I Tried Every Popular Claude Skills System — Best Is the One You Build Yourself

Source: I_Tried_Every_Popular_Claude_Skills_System_Here_is_the_Best Creator: Code4AI URL: https://www.youtube.com/watch?v=VoxL_YmHR-I Duration: ~10-12 minutes Platform: YouTube

A contrarian take after two years of working with agents and reviewing every major skill library (Gary Tan’s gstack, Affaan Mustafa’s Everything Claude Code, Matt Pocock, Addy Osmani, BMAD, GSD, OpenSpec, Superpowers). The thesis: the best skill system is the one you build yourself — start with natural language prompting + native plan mode, only add skills when the agent demonstrably fails at something, keep them as short as possible. Most popular skill libraries replicate the same 5-step software development lifecycle (research → prototype → plan → build → test → polish) that engineers have used for 30+ years. Skills are documentation — they rot, they need maintenance, they bloat context. The minority position counterweighting the install-N-starter-packs pattern that dominates the wider operator community.

Key Takeaways

The universal 5-step pattern under every popular skill library: research / discuss-spec → prototype (front end only with dummy JSON) → plan (markdown breakdown into phases + verification steps) → build (one slice at a time) → test (lint + build + Playwright/browser + human smoke test) — plus an optional polish step (run a different model over the codebase to simplify / catch issues). All seven major libraries reviewed map onto this spine.
What each library specifically contributes (in order of complexity):
- Addy Osmani (Google) — clean 6-7 prompt spec → plan → build incrementally → test → review → simplify. The textbook implementation of the universal pattern.
- Matt Pocock (mattpocock/skills) — simplicity-first. Notable adds: diagnose (a sharper specify), grill-me (grounds Claude in the domain model before coding so context isn’t re-spent every session), prototype (front-end-first design mode), TDD-by-default, two-issues breakdown for vertical-slice work.
- Gary Tan (gstack) — opinionated, “a bit over-engineered” per the reviewer. The standout is office-hours — a 6-forcing-questions skill modeled on YC office hours that interrogates startup ideas before any code gets written. Worth lifting individually even if you don’t adopt gstack wholesale.
- Affaan Mustafa (Everything Claude Code, 183k stars) — the biggest. Memory, continuous learning, verification loops, sub-agent orchestration, security focus. The deep-dive reference if you want to see what a maximalist harness looks like.
- BMAD — enterprise-level “Party Mode” (BA + PM + senior architect personas). Recommended only at enterprise scale.
- Superpowers — lightweight.
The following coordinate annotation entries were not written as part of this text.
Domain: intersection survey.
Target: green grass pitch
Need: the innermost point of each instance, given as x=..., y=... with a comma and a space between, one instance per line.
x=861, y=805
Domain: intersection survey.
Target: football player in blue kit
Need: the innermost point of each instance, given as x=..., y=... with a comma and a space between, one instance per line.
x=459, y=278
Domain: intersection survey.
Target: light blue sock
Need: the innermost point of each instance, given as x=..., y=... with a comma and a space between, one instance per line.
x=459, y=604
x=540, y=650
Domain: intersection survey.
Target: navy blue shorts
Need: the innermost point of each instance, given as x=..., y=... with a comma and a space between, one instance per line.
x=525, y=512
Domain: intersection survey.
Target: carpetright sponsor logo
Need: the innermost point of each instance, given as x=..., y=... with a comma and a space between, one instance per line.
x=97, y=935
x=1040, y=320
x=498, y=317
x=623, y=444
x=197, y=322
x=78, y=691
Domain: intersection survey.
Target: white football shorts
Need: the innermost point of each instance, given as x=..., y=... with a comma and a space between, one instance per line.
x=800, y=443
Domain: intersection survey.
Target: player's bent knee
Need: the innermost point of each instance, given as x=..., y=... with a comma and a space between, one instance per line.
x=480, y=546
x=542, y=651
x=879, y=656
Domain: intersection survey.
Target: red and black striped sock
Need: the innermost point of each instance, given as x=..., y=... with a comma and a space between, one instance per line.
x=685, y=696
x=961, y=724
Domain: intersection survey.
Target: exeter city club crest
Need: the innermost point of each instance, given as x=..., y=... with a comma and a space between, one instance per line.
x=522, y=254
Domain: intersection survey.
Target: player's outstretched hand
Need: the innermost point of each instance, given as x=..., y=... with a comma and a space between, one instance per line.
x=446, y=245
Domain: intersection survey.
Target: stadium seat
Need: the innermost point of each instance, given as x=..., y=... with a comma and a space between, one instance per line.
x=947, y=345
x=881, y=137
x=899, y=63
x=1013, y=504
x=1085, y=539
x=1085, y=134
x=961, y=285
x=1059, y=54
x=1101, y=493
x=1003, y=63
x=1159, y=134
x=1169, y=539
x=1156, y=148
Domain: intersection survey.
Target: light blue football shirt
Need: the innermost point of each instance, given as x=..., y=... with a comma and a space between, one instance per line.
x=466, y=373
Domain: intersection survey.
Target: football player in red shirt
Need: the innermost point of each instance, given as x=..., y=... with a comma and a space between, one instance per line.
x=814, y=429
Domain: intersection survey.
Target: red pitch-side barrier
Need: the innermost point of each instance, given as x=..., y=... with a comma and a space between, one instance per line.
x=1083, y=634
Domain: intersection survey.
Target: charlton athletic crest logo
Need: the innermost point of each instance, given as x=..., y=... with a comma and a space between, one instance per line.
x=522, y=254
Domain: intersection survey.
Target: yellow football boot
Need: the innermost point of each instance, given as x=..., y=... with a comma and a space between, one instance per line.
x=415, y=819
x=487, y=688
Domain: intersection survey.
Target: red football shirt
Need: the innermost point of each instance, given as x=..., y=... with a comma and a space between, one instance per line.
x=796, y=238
The reviewer’s stated favorite for results when forced to pick one library.
- OpenSpec / spec-based bundles — heavy overlap with the rest; useful for teams already aligned around spec-driven development.
Skills are just natural-language prompts in a special file. YAML front matter (name + description) is always loaded by the model so it knows what skills exist. Scripts, reference material, and assets can be bundled inside the skill folder. There’s no magic — they’re documentation Claude reads when triggered.
Most modern agents already do most of the work. Plan mode in Claude Code, Codex, and Cursor natively shards projects into phases, generates verification steps, and tracks to-dos — replicating what spec libraries used to provide via custom skills. The reviewer’s point: you don’t need a skill for what the harness already does well.
TDD is opt-in, not skill-resident. Every library advocates for test-driven development, but the practical recommendation is to say “include test-driven development” during planning and the agent starts writing tests alongside code. No dedicated TDD skill needed.
Frontend-prototype-first is the load-bearing discipline. A consistent recommendation across libraries: tell the agent “we’re in prototyping mode, develop front end only, use dummy JSON for back-end data, link components for navigation, don’t connect backend logic.” Reason: stops the agent from creating complicated back-end scaffolding it has to support, which slows everything down. Passing the prototype to the agent later as the back-end spec is much more productive than trying to design both at once.
Agents cheat at testing. Real warning: the test step often catches less than expected. Inevitably, the test phase remains a human-in-the-loop smoke test — click through the actual UI to verify the agent built what you wanted.
Skills rot like documentation. “Skills in some ways are essentially just documentation. And we’ve all experienced the scenario where comments go out of date, documents go out of date. You’re going to have to spend as much time updating these skills and keeping them current.” — direct quote. Implication: every skill added is a maintenance liability. Be selective.
The bespoke-skill rule. Only build a skill when (a) the agent has demonstrably messed up in the same way repeatedly, or (b) you want to encode bespoke information about your codebase / process. Write them short — a few short paragraphs is often enough. Long skill files bloat the context window and confuse the model.
The Agentic Development Lifecycle (ADLC) emerges. Traditional software has the Software Development Lifecycle. The reviewer proposes the agentic equivalent: managing your harness + skill management + cross-developer skill organization is a new engineering discipline. Vercel’s skills.sh is highlighted as a working primitive for storing skills in private repos, updating them, and sharing across an organization.
The bottom line. “Inevitably the best skill system and the best harness is going to be the one you develop over time for you. I think this is going to be how you really differentiate as a software developer — your agent harness, your set of skills that has been built up over time working with a particular codebase.”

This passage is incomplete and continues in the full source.